Perhaps there is some attempt to balance across the combat, exploration, and interaction(so called "roleplaying") pillars, but it is accepted that you won't get a perfect mix in each. (I know that's still being debated. For sake of argument here, assume practical reasons have kept such balance out of reach.) Then you might give a number on each pillar, try to make them reasonably close and the total balanced, but give yourself that same out for mistakes and campaign needs.

Say that we pick something like the 3E or 4E XP chart, but divide every value by 10 (for convenience of handling, that's all). Then your combat, exploration, and interaction meter (CEI) gets divided up amongst those, with the core, balanced classes getting a total of 10 in each one. Maybe a rogue is 3/4/3, while a fighter is 4/3/3. Every core character is built on a minimum 3/3/3, with an edge somewhere that makes sense. (Niche classes might be more varied.) Total that number up (always 10 for the core classes) and divide your XP awards by that number. If you are playing nothing but such balanced classes, the DM can simply divide the XP award before he hands it out, and you can ignore all this.

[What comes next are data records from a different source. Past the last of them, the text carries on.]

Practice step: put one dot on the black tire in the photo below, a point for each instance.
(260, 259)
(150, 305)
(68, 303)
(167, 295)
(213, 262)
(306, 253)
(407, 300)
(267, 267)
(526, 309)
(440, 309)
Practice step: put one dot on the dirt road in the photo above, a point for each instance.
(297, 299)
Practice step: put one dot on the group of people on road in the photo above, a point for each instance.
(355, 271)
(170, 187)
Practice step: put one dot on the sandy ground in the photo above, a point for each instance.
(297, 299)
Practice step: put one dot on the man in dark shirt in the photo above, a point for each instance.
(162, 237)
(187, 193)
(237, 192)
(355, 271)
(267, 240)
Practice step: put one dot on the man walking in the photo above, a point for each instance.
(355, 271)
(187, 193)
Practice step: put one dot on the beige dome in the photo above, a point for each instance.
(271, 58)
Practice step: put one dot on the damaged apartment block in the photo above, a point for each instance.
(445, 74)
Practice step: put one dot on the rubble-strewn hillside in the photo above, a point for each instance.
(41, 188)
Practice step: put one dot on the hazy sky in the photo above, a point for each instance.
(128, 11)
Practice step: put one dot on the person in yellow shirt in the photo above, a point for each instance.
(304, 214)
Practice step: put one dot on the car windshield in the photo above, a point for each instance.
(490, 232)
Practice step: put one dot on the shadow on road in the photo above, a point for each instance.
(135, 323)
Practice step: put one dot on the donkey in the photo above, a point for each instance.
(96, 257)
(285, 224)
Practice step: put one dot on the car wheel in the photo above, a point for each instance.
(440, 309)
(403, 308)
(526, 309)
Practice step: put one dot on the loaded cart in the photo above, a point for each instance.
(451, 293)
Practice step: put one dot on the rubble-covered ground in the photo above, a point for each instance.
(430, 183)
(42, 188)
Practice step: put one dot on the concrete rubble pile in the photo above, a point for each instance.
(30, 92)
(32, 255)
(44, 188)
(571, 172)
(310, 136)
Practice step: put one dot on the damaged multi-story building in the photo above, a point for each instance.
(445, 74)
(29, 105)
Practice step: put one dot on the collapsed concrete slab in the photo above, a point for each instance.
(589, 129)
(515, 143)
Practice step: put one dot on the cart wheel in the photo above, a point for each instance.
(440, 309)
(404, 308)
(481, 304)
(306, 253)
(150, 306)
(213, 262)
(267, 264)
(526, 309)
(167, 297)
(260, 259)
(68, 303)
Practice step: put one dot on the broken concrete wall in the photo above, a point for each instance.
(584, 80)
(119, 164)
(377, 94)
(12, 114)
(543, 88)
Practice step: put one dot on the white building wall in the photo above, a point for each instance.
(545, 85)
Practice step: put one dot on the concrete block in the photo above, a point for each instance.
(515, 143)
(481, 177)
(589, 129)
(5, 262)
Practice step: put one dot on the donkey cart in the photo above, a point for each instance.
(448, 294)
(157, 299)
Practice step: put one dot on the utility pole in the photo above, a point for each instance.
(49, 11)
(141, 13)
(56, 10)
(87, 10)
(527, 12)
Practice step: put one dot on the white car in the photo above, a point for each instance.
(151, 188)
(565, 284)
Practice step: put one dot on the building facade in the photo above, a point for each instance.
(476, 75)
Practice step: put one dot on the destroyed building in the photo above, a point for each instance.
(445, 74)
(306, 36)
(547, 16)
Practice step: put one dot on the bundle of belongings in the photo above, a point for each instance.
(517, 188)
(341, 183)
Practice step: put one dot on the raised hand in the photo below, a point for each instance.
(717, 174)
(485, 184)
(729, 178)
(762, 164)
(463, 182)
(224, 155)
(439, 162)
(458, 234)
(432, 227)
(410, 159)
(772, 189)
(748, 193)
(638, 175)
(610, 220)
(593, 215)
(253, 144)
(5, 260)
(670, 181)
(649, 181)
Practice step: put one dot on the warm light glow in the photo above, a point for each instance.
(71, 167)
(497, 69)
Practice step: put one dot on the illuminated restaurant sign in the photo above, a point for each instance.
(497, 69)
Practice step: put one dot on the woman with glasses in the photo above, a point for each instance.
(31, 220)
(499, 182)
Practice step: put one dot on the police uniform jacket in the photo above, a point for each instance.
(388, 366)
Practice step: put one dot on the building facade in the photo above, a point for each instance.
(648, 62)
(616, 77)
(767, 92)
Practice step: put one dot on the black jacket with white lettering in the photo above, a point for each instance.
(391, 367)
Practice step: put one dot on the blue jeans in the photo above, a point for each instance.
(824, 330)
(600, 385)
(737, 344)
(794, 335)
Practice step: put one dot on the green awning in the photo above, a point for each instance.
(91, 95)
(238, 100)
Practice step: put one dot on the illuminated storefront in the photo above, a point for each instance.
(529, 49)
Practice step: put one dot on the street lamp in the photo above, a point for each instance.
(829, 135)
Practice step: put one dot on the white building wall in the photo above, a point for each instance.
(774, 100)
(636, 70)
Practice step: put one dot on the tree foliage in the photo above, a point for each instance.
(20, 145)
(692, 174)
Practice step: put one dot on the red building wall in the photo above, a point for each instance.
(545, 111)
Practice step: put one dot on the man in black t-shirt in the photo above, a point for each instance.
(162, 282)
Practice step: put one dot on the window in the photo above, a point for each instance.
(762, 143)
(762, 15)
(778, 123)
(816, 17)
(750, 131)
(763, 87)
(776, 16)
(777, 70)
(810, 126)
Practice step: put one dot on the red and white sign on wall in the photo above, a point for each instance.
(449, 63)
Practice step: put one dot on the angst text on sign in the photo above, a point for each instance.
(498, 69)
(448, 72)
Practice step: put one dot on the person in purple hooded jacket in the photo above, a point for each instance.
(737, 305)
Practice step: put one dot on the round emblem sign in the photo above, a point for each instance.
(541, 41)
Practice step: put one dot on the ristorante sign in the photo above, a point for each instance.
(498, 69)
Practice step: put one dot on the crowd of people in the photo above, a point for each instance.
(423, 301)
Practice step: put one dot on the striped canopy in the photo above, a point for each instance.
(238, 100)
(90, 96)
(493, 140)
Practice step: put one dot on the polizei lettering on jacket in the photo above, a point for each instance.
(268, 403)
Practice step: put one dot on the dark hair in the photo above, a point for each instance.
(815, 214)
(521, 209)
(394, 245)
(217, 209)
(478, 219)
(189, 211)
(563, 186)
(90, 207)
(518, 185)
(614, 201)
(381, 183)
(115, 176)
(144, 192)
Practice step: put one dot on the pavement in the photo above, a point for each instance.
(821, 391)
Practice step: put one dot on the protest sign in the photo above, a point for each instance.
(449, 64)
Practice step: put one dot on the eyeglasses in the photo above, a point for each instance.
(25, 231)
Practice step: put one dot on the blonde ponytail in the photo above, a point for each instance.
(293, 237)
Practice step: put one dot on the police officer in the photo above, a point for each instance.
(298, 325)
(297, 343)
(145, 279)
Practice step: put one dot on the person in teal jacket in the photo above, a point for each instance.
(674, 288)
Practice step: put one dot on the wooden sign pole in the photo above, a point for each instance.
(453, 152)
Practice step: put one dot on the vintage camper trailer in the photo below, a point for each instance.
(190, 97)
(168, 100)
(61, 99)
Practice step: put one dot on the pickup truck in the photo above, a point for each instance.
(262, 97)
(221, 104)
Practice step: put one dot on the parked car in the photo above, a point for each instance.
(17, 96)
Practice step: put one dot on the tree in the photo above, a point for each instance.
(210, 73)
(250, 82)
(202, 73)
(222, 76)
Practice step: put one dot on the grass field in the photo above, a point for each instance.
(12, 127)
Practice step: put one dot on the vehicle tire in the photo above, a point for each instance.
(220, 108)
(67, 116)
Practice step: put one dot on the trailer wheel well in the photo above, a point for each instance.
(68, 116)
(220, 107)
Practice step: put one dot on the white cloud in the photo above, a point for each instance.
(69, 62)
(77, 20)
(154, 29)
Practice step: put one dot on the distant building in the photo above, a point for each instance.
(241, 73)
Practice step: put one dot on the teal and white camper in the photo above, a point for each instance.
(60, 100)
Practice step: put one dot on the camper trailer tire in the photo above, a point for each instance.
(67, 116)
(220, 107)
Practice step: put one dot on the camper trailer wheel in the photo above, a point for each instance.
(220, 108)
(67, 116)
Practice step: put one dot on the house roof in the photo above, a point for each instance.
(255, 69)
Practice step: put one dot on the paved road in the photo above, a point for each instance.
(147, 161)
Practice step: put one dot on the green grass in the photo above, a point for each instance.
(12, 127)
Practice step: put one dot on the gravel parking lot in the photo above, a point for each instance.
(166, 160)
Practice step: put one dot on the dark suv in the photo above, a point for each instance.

Now, if you have a character that is truly 4/3/4 of some such mix, it is accounted for in the system. But this more complex meter goes beyond that. Say you are running a game that is heavy exploration at the expense of the other factors. Now you know which classes have an easy time of it or will naturally find the spotlight. You can adjust the factors to compensate, or you can do like you always have with a bard in a combat game or dumb, low Cha fighter in an interaction game--give the guy on the short end of the stick something extra or work the game so that it is ok or let the player enjoy the challenge.

As you can see, with the right meter, this isn't just about tacking on abilities and then forgetting about it, but nor is it anything new. Rather, it's a way of labeling and communicating something that DMs have been doing from the beginning, but without stamping on the class-based nature of the game.

Edit: Was cross-typing this with hanez before I saw his reply, believe it or not.